Limitations & Future Work¶
- Analysis is limited to continuous gradient flow and does not cover discrete optimization algorithms (SGD, Adam).
- Only establishes intrinsic dynamics (step i) without progressing to mirror flow (step ii).
- The case for linear networks when \(r > \max(n, m)\) remains an open problem.
- Lacks numerical validation experiments.

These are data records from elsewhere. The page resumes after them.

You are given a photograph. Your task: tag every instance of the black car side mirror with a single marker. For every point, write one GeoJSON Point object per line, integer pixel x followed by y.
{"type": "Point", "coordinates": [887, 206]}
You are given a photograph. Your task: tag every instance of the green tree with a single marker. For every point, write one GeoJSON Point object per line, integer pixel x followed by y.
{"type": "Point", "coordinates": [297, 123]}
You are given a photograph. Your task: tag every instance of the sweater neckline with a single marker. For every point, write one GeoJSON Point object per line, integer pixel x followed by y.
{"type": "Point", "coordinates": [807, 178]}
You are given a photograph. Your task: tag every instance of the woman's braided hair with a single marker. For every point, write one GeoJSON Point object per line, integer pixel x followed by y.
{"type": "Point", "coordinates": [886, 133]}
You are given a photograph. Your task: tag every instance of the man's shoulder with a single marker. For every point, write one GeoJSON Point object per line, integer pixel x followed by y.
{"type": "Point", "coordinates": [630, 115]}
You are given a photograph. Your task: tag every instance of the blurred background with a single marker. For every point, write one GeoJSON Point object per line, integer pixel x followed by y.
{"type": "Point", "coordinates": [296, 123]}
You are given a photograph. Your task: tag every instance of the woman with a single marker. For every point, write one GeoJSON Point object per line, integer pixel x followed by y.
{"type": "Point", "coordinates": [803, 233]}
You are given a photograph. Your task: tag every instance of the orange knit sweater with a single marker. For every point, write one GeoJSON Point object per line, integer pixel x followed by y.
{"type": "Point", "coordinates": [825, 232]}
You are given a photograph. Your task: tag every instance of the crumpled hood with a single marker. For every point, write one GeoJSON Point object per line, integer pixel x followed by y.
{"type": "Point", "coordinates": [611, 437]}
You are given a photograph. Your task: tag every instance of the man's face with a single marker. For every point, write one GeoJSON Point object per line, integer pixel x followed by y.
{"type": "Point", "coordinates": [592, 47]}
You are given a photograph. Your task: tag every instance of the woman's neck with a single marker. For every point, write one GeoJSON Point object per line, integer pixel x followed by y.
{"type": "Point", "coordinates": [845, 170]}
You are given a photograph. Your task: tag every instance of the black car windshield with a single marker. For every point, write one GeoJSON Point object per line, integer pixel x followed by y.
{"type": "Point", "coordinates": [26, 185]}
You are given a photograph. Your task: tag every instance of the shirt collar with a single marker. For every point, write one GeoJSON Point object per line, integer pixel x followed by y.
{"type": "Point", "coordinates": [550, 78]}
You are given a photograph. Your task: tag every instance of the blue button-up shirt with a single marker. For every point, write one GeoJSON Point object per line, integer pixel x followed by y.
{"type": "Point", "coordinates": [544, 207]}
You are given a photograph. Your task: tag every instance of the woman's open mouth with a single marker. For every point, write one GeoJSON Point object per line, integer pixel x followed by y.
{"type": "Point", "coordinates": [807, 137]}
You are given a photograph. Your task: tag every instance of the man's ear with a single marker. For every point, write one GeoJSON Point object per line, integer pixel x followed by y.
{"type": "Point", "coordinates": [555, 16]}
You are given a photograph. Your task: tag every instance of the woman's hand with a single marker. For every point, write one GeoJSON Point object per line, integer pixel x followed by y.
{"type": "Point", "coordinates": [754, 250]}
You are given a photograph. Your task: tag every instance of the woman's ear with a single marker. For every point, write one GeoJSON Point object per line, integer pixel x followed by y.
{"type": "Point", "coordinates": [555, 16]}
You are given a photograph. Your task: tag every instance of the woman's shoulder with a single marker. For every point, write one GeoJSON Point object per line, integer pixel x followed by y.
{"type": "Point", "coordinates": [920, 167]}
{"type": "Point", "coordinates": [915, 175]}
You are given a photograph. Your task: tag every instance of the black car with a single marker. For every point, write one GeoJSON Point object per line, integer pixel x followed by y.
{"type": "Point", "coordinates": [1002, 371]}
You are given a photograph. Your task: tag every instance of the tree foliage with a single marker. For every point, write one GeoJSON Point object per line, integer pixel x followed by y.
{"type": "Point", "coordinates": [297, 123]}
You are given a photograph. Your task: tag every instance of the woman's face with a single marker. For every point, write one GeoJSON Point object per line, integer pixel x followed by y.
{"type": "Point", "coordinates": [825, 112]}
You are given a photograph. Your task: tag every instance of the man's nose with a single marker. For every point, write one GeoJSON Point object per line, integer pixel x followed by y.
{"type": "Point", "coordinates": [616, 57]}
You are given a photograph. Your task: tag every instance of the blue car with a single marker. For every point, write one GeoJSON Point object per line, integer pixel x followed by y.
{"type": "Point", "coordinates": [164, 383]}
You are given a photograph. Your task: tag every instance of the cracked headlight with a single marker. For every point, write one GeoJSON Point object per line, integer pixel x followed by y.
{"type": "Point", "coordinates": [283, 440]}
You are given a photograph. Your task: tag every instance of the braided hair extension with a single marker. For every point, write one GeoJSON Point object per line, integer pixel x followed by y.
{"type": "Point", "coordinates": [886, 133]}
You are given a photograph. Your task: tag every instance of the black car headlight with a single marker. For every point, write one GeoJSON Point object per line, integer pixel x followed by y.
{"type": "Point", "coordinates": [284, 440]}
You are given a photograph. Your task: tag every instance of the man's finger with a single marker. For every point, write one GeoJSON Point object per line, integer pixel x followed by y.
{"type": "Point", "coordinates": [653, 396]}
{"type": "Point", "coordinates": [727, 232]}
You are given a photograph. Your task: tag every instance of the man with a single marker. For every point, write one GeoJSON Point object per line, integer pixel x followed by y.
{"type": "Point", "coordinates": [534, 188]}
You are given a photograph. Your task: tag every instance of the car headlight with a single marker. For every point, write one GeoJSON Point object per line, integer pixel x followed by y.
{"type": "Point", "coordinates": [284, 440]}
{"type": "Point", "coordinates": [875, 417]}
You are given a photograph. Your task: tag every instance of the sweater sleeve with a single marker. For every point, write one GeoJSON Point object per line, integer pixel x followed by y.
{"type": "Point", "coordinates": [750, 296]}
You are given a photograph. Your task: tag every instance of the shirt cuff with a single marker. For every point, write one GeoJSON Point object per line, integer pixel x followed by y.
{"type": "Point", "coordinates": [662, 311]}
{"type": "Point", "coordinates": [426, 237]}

- The Frobenius property does not hold for attention layers, requiring indirect analysis.
Related Work & Insights¶
- Arora et al. (2019): Balanced initialization and conservation laws \(\rightarrow\) Generalized to relaxed balanced in this paper.
- Marcotte et al. (2023): Involutive condition \(\rightarrow\) Weakened to Frobenius condition in this paper.
- Li et al. (2022): Commuting condition (a special case of Frobenius) \(\rightarrow\) mirror flow.
- Gonon et al. (2024): Path-lifting framework \(\rightarrow\) This paper proves it satisfies the Frobenius property.
- Insight: Lays the theoretical foundation for future analysis of warped mirror flow and implicit bias in practical architectures.
Rating¶
- Novelty: ⭐⭐⭐⭐⭐ Established a complete hierarchical theory; universal results for ReLU are a major breakthrough.
- Experimental Thoroughness: ⭐⭐⭐ Purely theoretical work; theorems are rigorous but lack numerical validation.
- Writing Quality: ⭐⭐⭐⭐⭐ Definitions and theorems progress logically; the framework is elegant and clear.
- Value: ⭐⭐⭐⭐ Provides a significant theoretical cornerstone for understanding implicit bias.